Hi Travis, thanks for sharing your novel! 🙂
Please consider Retirement Italiano : Adventures and Misadventures in a Foreign Culture. It is garnering five star reviews. Readers find it entertaining and insightful in that it provides them with a picture of Italy that they don’t see along the typical tourist route. To quote just one reader; “If Peter Mayle had gone to Italy… A very entertaining read, to be sure. Coen’s style is the literary equivalent of the Italian comfort food he so deliciously describes. Highly recommended for anyone wishing to avoid tourism and actually live in the global village.”
Terrence Coen
Hi Terrence! Thanks so much for sharing your book, huge congratulations to you on its release! I’m currently in the midst of writing my first book and am learning just how much goes into it. I think your book will have me dreaming of a move to Italy! Do you have a link to share for your B&B, just in case any of our readers would like to come and visit? 🙂
The Magic Mountain is set in Engadine, Switzerland: very close, but completely different from Italy. Death in Venice by Thomas Mann is of course set in Italy, as already pointed out by someone else. Being Italian myself I have read many of the books in the list, but Itaòians nowadays are reading something else: Camilleri, who I think is translated in English, and maybe a thriller by Antonio Manzini. Good choices about Stefano Benni and Italo Calvino, two of my favourite authors, and I’d add something by Primo Levi.
Hi Chiara, thanks so much for taking the time to share such wonderful recommendations! My mistake, The Magic Mountain is set in Switzerland indeed! Thanks for pointing this out, I’ve added a note to the list above for readers to take note. Apart from being set close to the border, its only other connection is an Italian character, Lodovico Settembrini. Really appreciate your insights on what Italians are reading at the moment, love the sound of all these authors works – thanks for sharing them with us! 🙂
A Soldier Of The Great War is one of the most memorable books I’ve ever read. The writing and the emotions expressed are exquisite.
Hi Lucie! Thanks so much for the wonderful recommendation 🙂
Being a mystery lover I would add the Commissario Guido Brunetti mysteries by Donna Leon. They are set in and around Venice where she lived for thirty years. Also the Inspector Montalbano series by Andrea Camilleri set in Sicily where he was from. The series is complete because sadly the author passed away in 2018.
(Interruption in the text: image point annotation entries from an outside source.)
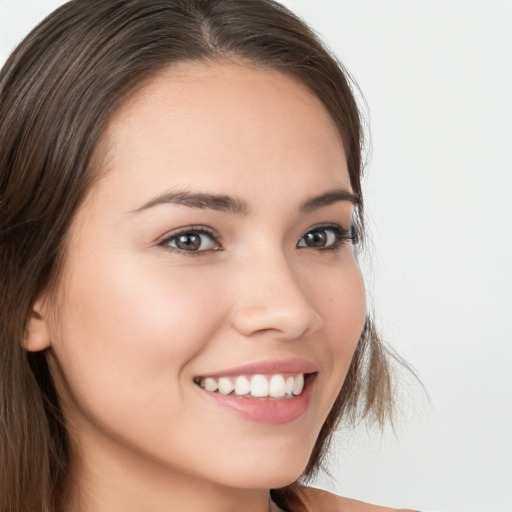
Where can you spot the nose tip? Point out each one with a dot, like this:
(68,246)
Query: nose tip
(277,304)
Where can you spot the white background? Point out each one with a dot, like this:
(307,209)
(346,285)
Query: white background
(437,77)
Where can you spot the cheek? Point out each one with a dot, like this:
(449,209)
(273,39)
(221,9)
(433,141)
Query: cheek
(126,335)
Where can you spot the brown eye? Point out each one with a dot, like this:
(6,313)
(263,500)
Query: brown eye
(319,238)
(192,241)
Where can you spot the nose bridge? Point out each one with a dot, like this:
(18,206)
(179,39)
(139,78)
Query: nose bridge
(271,298)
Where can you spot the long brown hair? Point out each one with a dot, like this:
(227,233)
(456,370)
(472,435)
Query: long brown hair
(57,92)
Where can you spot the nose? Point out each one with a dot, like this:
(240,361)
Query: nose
(271,297)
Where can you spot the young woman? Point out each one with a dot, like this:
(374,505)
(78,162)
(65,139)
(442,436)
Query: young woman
(183,320)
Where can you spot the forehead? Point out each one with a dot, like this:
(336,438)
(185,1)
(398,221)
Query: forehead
(221,123)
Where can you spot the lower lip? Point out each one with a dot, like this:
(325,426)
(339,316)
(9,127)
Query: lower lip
(261,410)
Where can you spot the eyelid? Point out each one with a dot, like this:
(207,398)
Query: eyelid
(195,229)
(342,234)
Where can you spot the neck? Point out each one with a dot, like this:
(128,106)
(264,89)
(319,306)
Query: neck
(119,482)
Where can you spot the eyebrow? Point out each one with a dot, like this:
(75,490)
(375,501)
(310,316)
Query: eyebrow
(224,203)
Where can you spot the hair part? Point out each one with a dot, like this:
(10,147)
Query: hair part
(58,91)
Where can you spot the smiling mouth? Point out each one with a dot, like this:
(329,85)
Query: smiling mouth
(274,386)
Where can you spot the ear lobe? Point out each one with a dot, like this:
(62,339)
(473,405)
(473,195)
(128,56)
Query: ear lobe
(37,334)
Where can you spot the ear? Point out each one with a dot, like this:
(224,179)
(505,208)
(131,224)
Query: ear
(37,333)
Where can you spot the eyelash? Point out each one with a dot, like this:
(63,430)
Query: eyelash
(342,236)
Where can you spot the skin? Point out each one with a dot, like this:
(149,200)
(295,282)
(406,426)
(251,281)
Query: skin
(134,320)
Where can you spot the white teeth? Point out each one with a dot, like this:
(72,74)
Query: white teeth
(242,386)
(225,386)
(259,386)
(210,384)
(288,386)
(276,388)
(298,385)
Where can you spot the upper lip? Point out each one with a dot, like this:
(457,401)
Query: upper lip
(270,367)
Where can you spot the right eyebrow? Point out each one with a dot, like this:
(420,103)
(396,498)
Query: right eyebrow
(217,202)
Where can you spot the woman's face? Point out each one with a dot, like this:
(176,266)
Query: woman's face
(214,247)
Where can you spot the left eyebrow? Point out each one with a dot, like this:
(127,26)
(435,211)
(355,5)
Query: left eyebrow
(328,198)
(230,204)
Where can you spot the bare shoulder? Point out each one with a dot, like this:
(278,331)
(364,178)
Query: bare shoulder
(317,500)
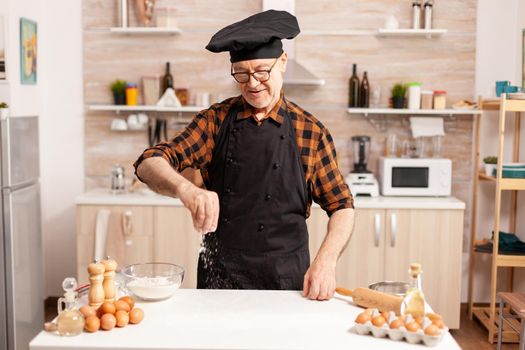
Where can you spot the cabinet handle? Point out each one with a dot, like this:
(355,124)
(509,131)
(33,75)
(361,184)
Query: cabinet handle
(377,226)
(127,223)
(393,229)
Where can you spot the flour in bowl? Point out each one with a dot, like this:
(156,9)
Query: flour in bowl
(153,288)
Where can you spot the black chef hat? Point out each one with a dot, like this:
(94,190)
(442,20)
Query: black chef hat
(258,36)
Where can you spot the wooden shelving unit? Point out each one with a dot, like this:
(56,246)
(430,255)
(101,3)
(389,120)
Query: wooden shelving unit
(145,30)
(427,33)
(488,316)
(145,108)
(405,111)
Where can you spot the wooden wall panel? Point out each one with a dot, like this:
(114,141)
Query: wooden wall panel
(445,63)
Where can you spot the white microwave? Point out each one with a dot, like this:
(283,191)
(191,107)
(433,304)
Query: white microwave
(415,176)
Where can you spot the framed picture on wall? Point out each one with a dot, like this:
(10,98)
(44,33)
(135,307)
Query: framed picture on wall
(28,51)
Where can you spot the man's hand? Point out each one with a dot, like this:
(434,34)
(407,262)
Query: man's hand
(319,280)
(203,205)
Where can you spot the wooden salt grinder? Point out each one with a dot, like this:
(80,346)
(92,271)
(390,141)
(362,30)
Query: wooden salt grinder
(110,266)
(96,291)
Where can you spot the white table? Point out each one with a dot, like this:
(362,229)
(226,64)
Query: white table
(227,319)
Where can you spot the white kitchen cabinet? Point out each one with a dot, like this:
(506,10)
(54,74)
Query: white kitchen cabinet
(386,241)
(139,239)
(176,241)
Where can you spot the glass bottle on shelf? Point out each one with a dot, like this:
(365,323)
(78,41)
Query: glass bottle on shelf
(353,93)
(167,80)
(414,300)
(70,321)
(364,92)
(416,14)
(428,9)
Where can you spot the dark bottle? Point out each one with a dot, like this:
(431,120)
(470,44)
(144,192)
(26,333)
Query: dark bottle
(353,94)
(167,80)
(364,92)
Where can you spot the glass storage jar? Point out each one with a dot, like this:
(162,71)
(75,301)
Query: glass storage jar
(440,99)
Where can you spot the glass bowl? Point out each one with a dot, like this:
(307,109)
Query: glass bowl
(153,281)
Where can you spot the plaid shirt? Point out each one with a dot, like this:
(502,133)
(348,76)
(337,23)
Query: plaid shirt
(193,147)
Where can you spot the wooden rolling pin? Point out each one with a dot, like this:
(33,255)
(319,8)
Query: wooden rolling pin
(369,298)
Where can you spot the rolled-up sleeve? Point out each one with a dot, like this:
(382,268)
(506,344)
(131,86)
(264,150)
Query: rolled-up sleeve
(190,148)
(329,188)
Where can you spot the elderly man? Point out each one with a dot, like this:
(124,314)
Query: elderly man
(263,160)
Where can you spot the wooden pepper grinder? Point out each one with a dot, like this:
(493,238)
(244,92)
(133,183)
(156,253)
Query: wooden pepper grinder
(96,291)
(110,266)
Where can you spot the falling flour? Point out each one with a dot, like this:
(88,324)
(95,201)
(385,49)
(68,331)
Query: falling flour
(154,288)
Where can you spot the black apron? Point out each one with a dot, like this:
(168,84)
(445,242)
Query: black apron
(262,240)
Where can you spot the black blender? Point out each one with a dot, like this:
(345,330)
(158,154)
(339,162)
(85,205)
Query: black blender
(361,181)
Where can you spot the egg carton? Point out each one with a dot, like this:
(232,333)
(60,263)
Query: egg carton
(401,333)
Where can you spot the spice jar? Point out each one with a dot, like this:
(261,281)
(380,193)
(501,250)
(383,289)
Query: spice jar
(440,99)
(131,94)
(426,99)
(414,95)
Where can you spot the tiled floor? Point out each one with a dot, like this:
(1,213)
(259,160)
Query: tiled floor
(472,335)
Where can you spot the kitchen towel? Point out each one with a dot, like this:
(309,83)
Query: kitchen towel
(101,232)
(119,227)
(426,126)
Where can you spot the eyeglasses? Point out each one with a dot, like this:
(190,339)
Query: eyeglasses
(259,75)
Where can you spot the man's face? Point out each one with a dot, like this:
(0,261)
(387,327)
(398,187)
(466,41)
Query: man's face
(257,93)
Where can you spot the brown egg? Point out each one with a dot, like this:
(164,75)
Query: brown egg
(432,330)
(369,311)
(413,326)
(395,324)
(439,324)
(122,318)
(107,308)
(378,321)
(122,305)
(419,320)
(92,324)
(87,311)
(362,318)
(136,315)
(434,317)
(129,300)
(108,321)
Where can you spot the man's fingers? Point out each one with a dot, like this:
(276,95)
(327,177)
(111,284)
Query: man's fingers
(323,295)
(208,220)
(199,215)
(216,208)
(314,289)
(306,285)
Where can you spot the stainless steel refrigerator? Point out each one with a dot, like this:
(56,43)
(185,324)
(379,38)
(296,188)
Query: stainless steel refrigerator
(21,272)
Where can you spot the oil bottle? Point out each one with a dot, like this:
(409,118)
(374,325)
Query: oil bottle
(70,321)
(414,300)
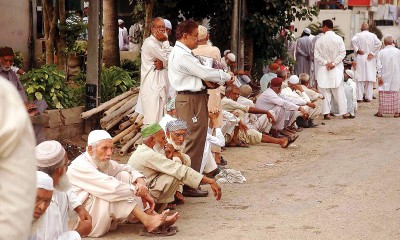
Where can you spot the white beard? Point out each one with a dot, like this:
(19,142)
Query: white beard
(63,183)
(176,147)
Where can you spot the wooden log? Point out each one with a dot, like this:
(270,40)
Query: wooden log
(103,106)
(133,117)
(127,106)
(115,121)
(125,124)
(129,144)
(118,105)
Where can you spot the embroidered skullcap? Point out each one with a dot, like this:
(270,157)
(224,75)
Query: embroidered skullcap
(276,82)
(202,32)
(167,24)
(350,73)
(44,181)
(6,51)
(49,153)
(273,66)
(170,105)
(294,79)
(98,135)
(231,57)
(150,130)
(176,125)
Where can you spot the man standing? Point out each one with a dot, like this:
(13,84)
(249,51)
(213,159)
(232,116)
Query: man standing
(303,52)
(51,158)
(110,191)
(388,78)
(328,53)
(37,107)
(164,165)
(185,75)
(153,95)
(366,45)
Thank you so much for your amazing recommendations Hildred! Absolutely love discovering series just like these, they sound fantastic and looking at the reviews – are most certainly well-loved! 🙂
Hello Ash,
I am so happy to find your lists. Please consider adding to your Italian List the Tuscan Series by Paul Salsini. I read the first in the series, The Cielo, and really enjoyed it. Thank you.